If you’re charging me $15 for apple cider at a hayride it better contain enough booze to enable me to see a headless horseman.
A beautiful woman said hi to me at the store and I panicked and said Merry Christmas.
[at a movie theater]
Cashier: Can I help u?
Me: One large cornpop please
C: Sir it’s the other way around
Me: Ok- can I help u?
Cashier: Such a GREAT day…how’s your weekend?
Me: *slides tampons across counter*
Cashier: Nevermind…
[restaurant]
can I get 8 single slices of pepperoni pizza please?
-how bout just one whole pizza instead?
oh no I can’t eat a whole pizza
Grease is my favourite movie about how smoking gets you a boyfriend.

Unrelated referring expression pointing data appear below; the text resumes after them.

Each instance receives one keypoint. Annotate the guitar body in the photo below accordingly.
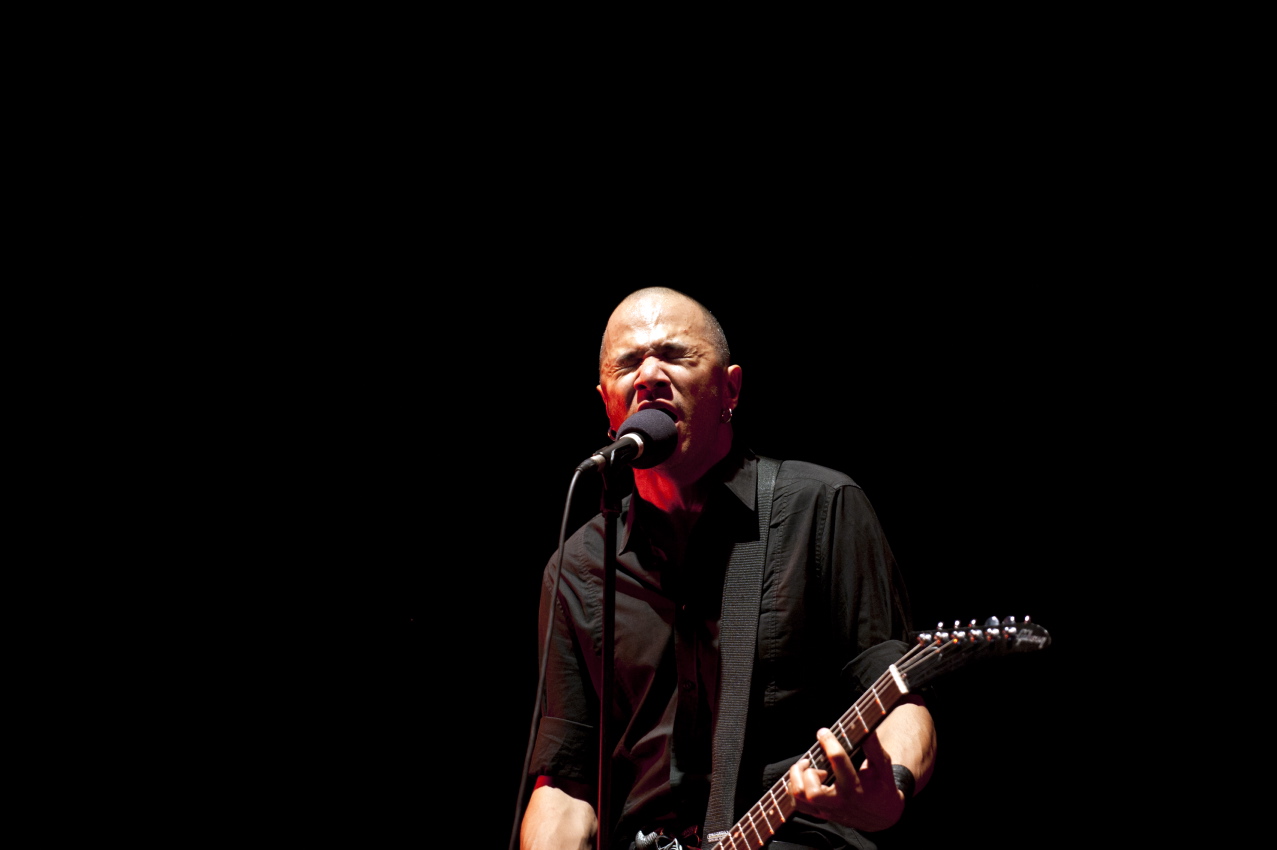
(934, 654)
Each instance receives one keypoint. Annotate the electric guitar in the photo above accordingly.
(935, 652)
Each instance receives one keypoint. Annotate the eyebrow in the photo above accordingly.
(664, 349)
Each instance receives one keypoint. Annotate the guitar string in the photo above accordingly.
(917, 655)
(816, 756)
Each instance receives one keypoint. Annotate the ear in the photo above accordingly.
(733, 387)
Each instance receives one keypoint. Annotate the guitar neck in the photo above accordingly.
(768, 814)
(935, 652)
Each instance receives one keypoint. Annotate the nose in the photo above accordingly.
(651, 374)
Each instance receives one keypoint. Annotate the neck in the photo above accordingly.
(678, 490)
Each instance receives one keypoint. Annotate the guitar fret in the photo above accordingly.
(874, 689)
(750, 814)
(861, 719)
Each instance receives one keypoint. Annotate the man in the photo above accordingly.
(831, 613)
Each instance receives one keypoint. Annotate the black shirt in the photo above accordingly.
(831, 597)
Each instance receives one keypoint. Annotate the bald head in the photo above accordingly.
(653, 300)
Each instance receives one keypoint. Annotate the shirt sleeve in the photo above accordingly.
(567, 728)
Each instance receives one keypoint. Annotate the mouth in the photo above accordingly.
(663, 409)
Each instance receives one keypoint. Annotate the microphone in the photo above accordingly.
(644, 440)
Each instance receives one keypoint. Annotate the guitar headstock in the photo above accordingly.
(944, 648)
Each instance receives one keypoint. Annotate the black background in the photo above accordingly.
(438, 449)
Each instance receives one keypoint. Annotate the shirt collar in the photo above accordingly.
(738, 472)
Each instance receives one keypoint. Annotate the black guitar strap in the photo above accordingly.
(738, 638)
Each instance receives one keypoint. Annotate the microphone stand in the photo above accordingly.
(611, 508)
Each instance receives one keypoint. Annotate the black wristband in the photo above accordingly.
(903, 780)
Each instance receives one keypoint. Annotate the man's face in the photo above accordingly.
(657, 354)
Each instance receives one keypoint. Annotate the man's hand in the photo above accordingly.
(866, 799)
(558, 817)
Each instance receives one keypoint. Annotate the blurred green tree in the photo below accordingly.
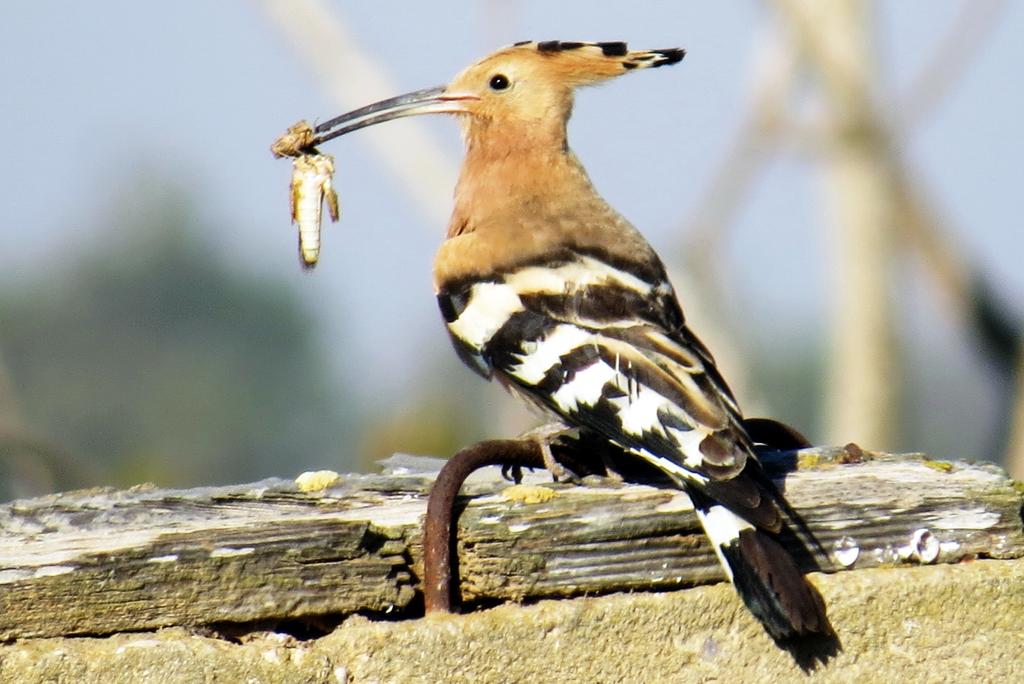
(155, 359)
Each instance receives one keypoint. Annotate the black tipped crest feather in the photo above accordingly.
(644, 58)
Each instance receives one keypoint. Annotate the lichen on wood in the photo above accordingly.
(103, 561)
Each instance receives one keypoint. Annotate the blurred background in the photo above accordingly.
(833, 184)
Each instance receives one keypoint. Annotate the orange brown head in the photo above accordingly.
(527, 85)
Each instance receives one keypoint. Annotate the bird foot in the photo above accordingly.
(544, 436)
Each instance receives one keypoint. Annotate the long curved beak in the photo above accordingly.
(428, 100)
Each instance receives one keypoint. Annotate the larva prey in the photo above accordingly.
(312, 184)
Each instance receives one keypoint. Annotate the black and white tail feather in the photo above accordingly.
(602, 344)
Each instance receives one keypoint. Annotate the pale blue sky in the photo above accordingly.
(197, 90)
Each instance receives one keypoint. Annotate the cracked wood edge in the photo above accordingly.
(103, 561)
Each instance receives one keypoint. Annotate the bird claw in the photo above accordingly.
(512, 472)
(544, 436)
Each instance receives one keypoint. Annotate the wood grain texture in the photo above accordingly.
(104, 561)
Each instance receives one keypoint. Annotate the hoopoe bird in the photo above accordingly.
(548, 290)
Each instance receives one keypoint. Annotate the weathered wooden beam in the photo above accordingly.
(103, 561)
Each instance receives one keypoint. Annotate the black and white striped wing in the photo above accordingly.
(605, 349)
(608, 351)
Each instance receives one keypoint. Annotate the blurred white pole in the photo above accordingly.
(864, 376)
(352, 79)
(1015, 453)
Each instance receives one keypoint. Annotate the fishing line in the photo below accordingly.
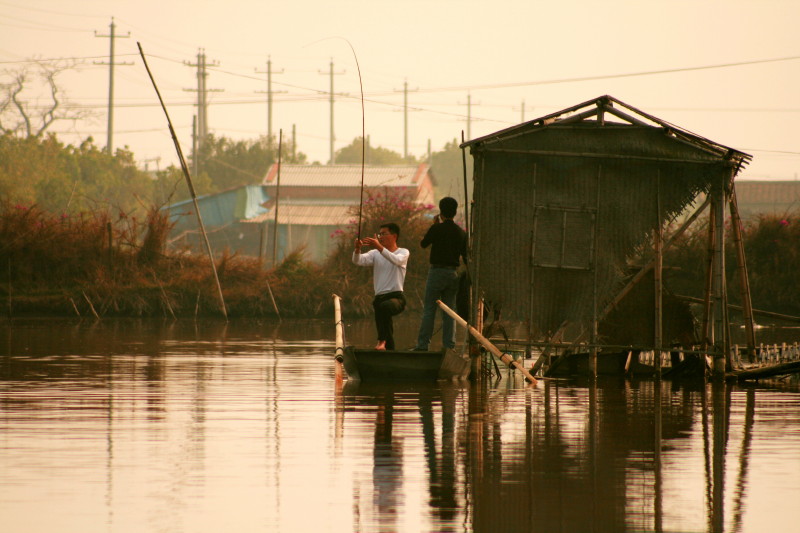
(363, 128)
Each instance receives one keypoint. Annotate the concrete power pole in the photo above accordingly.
(111, 37)
(202, 98)
(269, 72)
(405, 118)
(333, 138)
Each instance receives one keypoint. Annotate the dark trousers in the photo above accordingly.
(386, 306)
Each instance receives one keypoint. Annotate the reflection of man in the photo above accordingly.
(448, 243)
(388, 263)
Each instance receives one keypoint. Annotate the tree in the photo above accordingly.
(31, 99)
(374, 155)
(448, 171)
(69, 179)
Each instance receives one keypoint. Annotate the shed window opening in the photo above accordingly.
(564, 238)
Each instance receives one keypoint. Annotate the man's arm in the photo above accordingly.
(399, 257)
(359, 258)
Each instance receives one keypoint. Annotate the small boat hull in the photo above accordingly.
(385, 365)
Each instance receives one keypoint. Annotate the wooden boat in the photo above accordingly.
(392, 365)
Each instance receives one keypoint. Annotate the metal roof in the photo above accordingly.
(602, 112)
(307, 215)
(347, 175)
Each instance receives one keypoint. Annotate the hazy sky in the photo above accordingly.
(495, 55)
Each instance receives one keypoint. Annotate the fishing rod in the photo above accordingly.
(363, 129)
(363, 138)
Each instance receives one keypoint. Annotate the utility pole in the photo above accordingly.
(269, 92)
(405, 118)
(294, 143)
(111, 37)
(202, 99)
(333, 138)
(469, 116)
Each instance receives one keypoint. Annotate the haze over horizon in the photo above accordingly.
(726, 71)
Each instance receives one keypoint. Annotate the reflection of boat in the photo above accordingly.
(385, 365)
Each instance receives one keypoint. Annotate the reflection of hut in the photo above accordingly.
(564, 202)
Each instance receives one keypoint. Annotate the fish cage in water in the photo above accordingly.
(566, 205)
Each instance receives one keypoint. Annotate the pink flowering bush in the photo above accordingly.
(354, 283)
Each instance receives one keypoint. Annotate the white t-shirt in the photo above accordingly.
(388, 268)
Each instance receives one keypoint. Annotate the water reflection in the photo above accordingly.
(182, 426)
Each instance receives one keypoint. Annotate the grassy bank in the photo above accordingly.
(115, 265)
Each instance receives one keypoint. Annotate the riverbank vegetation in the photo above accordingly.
(96, 263)
(114, 264)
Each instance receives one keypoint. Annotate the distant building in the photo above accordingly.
(223, 215)
(767, 197)
(314, 201)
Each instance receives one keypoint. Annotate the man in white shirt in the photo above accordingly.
(388, 262)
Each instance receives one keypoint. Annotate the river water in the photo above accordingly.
(178, 426)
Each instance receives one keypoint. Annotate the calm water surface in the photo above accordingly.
(144, 426)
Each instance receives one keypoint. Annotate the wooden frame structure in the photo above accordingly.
(564, 201)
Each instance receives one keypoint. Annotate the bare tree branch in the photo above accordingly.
(23, 101)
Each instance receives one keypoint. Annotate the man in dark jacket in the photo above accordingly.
(448, 244)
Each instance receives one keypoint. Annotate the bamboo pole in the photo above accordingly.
(657, 277)
(338, 355)
(189, 184)
(645, 269)
(709, 278)
(487, 344)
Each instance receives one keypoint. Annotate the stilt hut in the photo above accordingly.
(563, 202)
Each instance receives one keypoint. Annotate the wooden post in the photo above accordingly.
(707, 316)
(510, 362)
(744, 281)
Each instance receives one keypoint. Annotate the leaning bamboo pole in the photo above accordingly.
(645, 269)
(718, 296)
(658, 235)
(487, 344)
(338, 355)
(189, 183)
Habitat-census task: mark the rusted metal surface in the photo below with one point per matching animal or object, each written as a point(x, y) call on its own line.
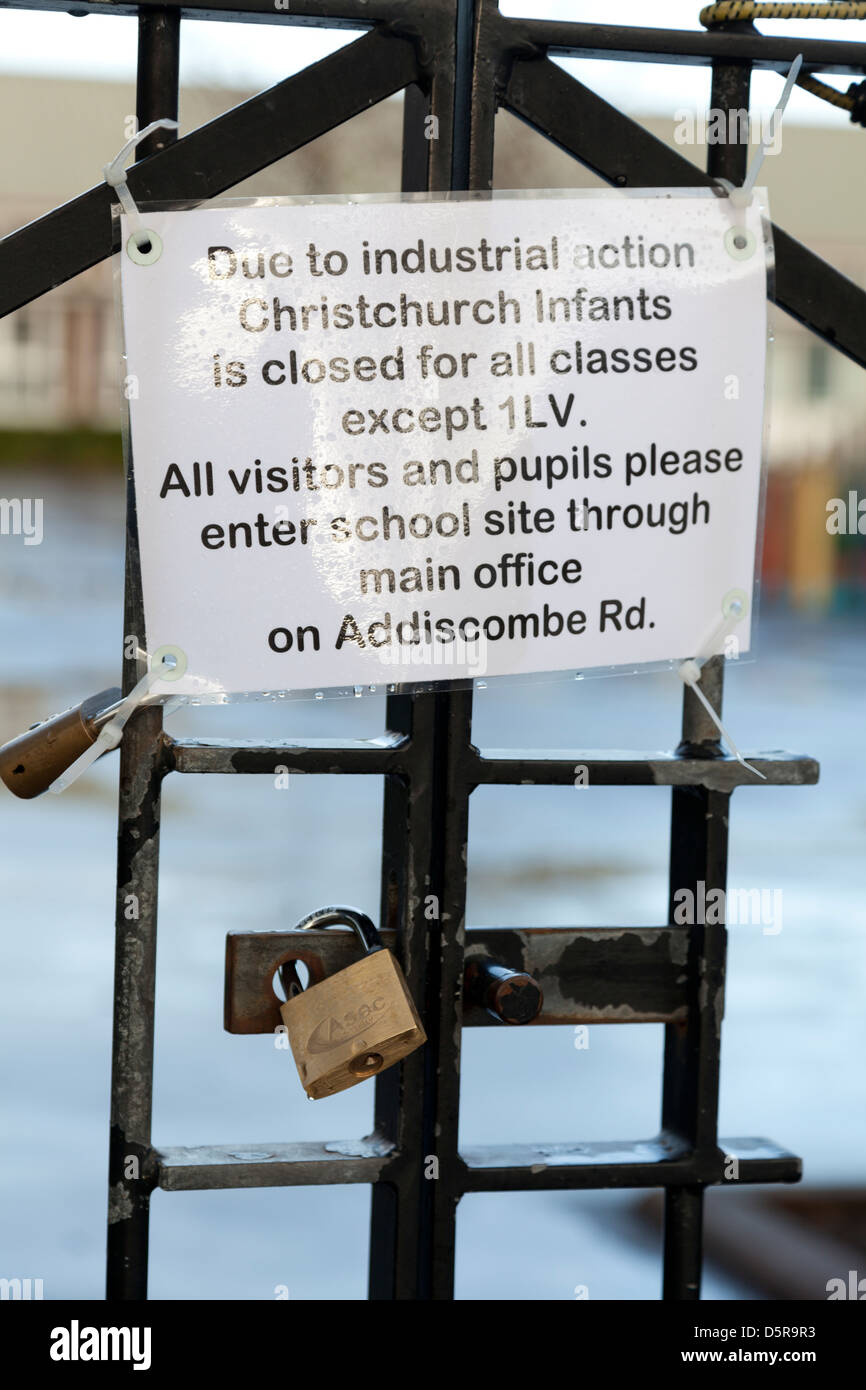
point(505, 995)
point(587, 975)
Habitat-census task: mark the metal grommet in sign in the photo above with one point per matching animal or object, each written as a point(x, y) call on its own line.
point(736, 603)
point(173, 659)
point(740, 243)
point(145, 238)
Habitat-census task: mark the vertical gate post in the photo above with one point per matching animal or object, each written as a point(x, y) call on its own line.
point(698, 851)
point(131, 1175)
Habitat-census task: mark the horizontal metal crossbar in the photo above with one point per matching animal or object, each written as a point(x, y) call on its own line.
point(658, 1162)
point(270, 1165)
point(316, 755)
point(556, 767)
point(609, 42)
point(588, 975)
point(694, 47)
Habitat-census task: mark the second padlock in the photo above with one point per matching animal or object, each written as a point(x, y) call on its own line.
point(355, 1023)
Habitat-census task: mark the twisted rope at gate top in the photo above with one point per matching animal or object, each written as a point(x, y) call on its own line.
point(854, 100)
point(116, 178)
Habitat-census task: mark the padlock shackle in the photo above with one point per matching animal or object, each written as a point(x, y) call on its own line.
point(359, 922)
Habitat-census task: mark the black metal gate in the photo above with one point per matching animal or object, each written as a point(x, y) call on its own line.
point(458, 60)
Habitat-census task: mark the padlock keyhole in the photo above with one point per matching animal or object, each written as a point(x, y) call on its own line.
point(303, 975)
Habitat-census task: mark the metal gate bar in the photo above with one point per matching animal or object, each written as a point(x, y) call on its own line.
point(458, 60)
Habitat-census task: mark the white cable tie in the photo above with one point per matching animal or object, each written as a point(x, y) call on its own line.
point(742, 196)
point(111, 733)
point(690, 674)
point(116, 174)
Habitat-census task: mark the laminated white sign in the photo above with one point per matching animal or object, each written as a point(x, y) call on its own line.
point(419, 439)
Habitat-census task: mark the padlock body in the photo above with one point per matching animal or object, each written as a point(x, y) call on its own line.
point(342, 1026)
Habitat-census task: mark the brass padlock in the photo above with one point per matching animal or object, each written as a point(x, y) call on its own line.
point(356, 1022)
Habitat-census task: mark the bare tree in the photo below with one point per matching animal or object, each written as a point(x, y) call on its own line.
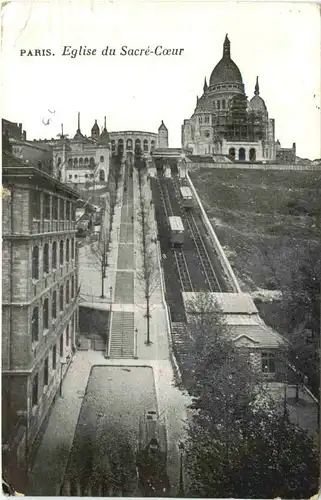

my neighbour ryan: I was at a zombie walk we all dressup and walk around downtown
me holding an axe: I wanna believe you ryan I really do
Him: *running* That’s not what they mean when they say, “Chicks dig scars!”
Me: *shovel in hand* It’s what this chick means.
INTERVIEWER: So…that’s it. Any questions for me?
ME: Do boxer dogs actually punch?
I: um no that’s not
ME: I bet they use a puppercut
[God making humans]
*watches YouTube video*
“Okay, got it!”
Went to my uncle’s funeral today open bar pretty good food but my uncle was dead 3/5 stars
Getting my hair done Monday.
Good news for the kids who scream “WITCH” as they pass by my house, bad news for the birds that live in it.
ME: [trying to console a friend whose house has been demolished] Cheer up, bulldozing is the sincerest form of flattery
Me: HEY LADY YOU STOLE MY PARKING SPOT!
Her: so
Me: *noticing she opened a Gatorade on the first try* HAHA JUST KIDDING ITS TOTALLY YOURS.